Posterior draws for comparisons(), predictions(), and slopes() functions

zwelitunyiswa commented 1 year ago

@tomicapretto @GStechschulte Thanks for your hard work on this module of Bambi. I was playing around with it this past week and I am mighty impressed! I love that I can create a data frame with summaries that I can plot in the Bambi plotting module or any plotting library I prefer. That is huge for reporting.

I was wondering if it would be possible to add a function that returns the underlying posterior draws for the summaries for the comparisons(), predictions(), and slopes() functions, like you can do in marginaleffects with the posterior_draws() function?

That would be super useful for reporting probabilities, ROPE, etc.

tomicapretto commented 1 year ago

Hi @zwelitunyiswa thanks for the nice words! All credit belongs to Gabriel :)

@GStechschulte do you think that would be possible?

GStechschulte commented 1 year ago

Hey @zwelitunyiswa, thanks a lot for the kind words and feedback. Yeah, that is possible. I admit, I have yet to use the posterior_draws() function in margineffects. I will use it and see how they return the posterior draws.

My initial thoughts are to either: (1) use a function to return an az.InferenceData object or (2) add an argument in comparisons(), predictions(), and slopes() such as return_idata=True that would return an az.InferenceData object.

I like the use of the inference data object since Bambi and PyMC users likely have experience with such data structures, and due to the n-dimensional nature of the posterior draws.

Let me think some more and do some prototyping, and I will communicate back here. Thanks!

GStechschulte commented 1 year ago

Okay @zwelitunyiswa, so I have used the marginaleffects posterior_draws() function and believe the simple thing to do is to have an optional return_posterior arg in comparisons(), predictions(), and slopes() that merges the posterior draws with the corresponding observation that "produced" that draw and returns a dataframe. Below you can find an example:

fish_data = pd.read_stata("http://www.stata-press.com/data/r11/fish.dta")
cols = ["count", "livebait", "camper", "persons", "child"]
fish_data = fish_data[cols]
fish_data["livebait"] = pd.Categorical(fish_data["livebait"])
fish_data["camper"] = pd.Categorical(fish_data["camper"])

fish_model = bmb.Model(
    "count ~ livebait + camper + persons + child", 
    fish_data, 
    family='zero_inflated_poisson'
)

fish_idata = fish_model.fit(
    draws=1000, 
    target_accept=0.95, 
    random_seed=1234, 
    chains=4
)

With posterior_draws=True, two data frames are returned. First, the summary data frame (no change here), and second, the posterior draws flattened and merged with the data used to generate the predictions.

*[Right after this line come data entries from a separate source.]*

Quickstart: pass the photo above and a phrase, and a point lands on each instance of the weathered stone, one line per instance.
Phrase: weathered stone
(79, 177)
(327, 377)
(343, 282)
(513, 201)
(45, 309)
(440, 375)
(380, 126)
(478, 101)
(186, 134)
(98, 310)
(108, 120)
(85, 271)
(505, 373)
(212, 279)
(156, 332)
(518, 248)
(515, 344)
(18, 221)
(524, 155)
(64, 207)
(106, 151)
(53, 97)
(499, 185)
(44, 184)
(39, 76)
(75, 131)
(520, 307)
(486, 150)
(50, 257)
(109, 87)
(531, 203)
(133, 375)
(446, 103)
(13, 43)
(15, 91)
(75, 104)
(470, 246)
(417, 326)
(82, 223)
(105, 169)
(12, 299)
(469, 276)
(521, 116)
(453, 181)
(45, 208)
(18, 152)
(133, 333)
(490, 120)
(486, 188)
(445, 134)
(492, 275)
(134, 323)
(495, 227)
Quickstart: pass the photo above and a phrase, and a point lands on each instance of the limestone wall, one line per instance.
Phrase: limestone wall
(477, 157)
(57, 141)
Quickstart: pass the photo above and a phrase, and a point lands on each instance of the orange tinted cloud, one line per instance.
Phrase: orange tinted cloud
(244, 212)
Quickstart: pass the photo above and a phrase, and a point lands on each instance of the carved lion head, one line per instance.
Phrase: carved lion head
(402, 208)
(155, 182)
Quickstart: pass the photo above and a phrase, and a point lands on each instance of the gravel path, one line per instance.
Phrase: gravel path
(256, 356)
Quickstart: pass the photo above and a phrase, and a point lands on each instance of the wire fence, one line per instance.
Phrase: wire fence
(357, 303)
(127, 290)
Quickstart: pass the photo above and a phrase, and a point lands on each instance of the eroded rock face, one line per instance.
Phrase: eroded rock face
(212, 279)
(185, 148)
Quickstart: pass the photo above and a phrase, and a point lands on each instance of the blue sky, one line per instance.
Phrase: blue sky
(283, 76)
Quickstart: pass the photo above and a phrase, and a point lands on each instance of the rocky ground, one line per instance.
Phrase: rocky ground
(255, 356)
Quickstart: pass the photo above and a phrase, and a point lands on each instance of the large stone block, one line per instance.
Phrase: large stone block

summary_df, post_draws_df = comparisons(
    model=fish_model,
    idata=fish_idata,
    contrast={"persons": [1, 4]},
    conditional={"child": [0, 1, 2], "livebait": [0, 1]},
    return_posterior=True
)

post_draws_df

chain	draw	livebait_dim	camper_dim	Intercept	livebait	camper	persons	child	count_psi	count_mean	child_obs	livebait_obs	persons_obs	camper_obs
0	0	1.0	1.0	-2.338197	1.592060	0.653525	0.843256	-1.284886	0.595906	0.431100	0.0	0.0	1.0	1.0
0	1	1.0	1.0	-2.305775	1.538601	0.690644	0.855629	-1.326705	0.570563	0.467899	0.0	0.0	1.0	1.0
0	2	1.0	1.0	-2.078147	1.368352	0.742767	0.821930	-1.226769	0.623266	0.598427	0.0	0.0	1.0	1.0
0	3	1.0	1.0	-2.790560	2.066620	0.542978	0.875392	-1.345364	0.541648	0.253551	0.0	0.0	1.0	1.0
0	4	1.0	1.0	-2.557727	1.797058	0.677152	0.856107	-1.414570	0.632578	0.358988	0.0	0.0	1.0	1.0
...	...	...	...	...	...	...	...	...	...	...	...	...	...	...
3	995	1.0	1.0	-2.796267	1.891494	0.719850	0.900202	-1.393952	0.602064	1.873827	2.0	1.0	4.0	1.0
3	996	1.0	1.0	-2.675291	1.730114	0.732860	0.886734	-1.188741	0.583542	2.604234	2.0	1.0	4.0	1.0
3	997	1.0	1.0	-2.389797	1.695540	0.602298	0.857744	-1.504039	0.633454	1.392279	2.0	1.0	4.0	1.0
3	998	1.0	1.0	-2.556063	1.641193	0.721424	0.882217	-1.259443	0.579240	2.262654	2.0	1.0	4.0	1.0
3	999	1.0	1.0	-2.663126	1.902570	0.519382	0.900782	-1.361077	0.614081	1.896101	2.0	1.0	4.0	1.0

where the columns are:

columns with substring "_obs" indicate the data corresponding to that draw
columns with substring "_dim" indicate categorical data (only present if you encoded data as factors / categorical)
chain & draw are self explanatory
the remaining columns are the estimates of the parameters for that draw

What do you think? (feel free to comment @tomicapretto @aloctavodia)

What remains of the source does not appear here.